Yodel
The situation
Yodel delivers millions of parcels every week to every UK postcode. The company operates 50 sites nationwide with 10,000 to 12,000 employees. The work is relentless. Parcels arrive at regional hubs, get sorted by postcode, loaded onto delivery vans, and hit the road. The coordination happens through communication. Depot staff need to reach drivers. Drivers need to reach dispatch. Managers need to communicate across sites.
The existing telephony system was reaching the end of its life. It had served the company well, but the technology was ageing. Parts were getting harder to find. The system was centralised in a way that made it inflexible. If a site needed a new phone line, it took weeks to configure because everything went through a central switch. Yodel needed new telephony infrastructure that could scale with the business and adapt to changing needs.
Ashraf Adil, Director of DevOps and IT Operations, recognised that telephony wasn’t just about making calls. It was about coordination. At peak seasons, Christmas, major shopping events, call volumes spiked dramatically. The system had to handle that spike without melting down.
What SCC did
SCC delivered a RingCentral unified communications platform across all 50 sites. The migration required meticulous planning. Yodel couldn’t have a cutover where all telephony switched at once. If that failed, the entire business stopped. Parcels couldn’t be processed. Drivers couldn’t be coordinated. The failure would cascade through the supply chain.

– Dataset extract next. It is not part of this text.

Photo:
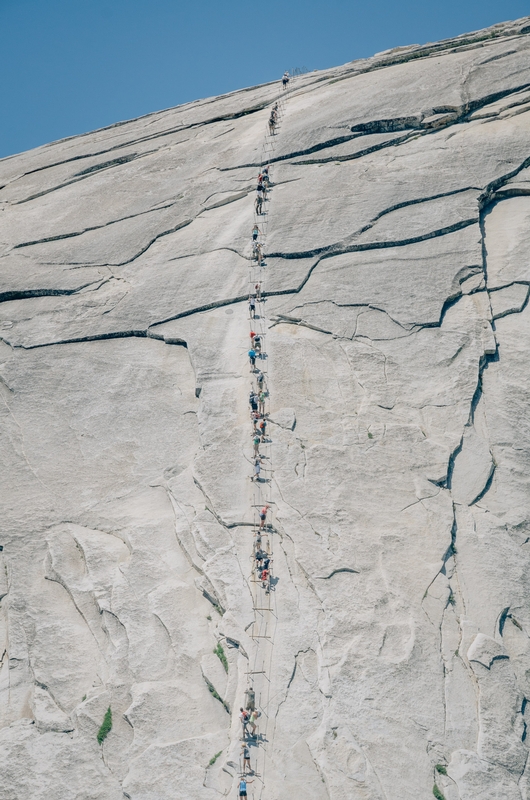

SCC worked with Yodel to plan a phased migration. Sites were moved in planned batches. Early moves validated the process with lower-risk locations. Critical hub locations were moved later, once the process was proven. The migration team remained available for each cutover to manage any issues that emerged.
The RingCentral platform offered benefits beyond replacing the old system. Calls could be routed across sites more intelligently. If one site was overwhelmed, overflow could be sent elsewhere. Mobile apps meant depot staff could take calls and manage coordination from anywhere on the site. Drivers could be reached through their mobile devices, not only through depot phones.
What changed
Yodel gained agility. New locations could be added to the telephony system without long lead times. Sites could scale phone lines based on seasonal demand without hardware changes. The system could handle peak volumes without melting down, Christmas peaks, Black Friday peaks, all got managed through the cloud-based platform.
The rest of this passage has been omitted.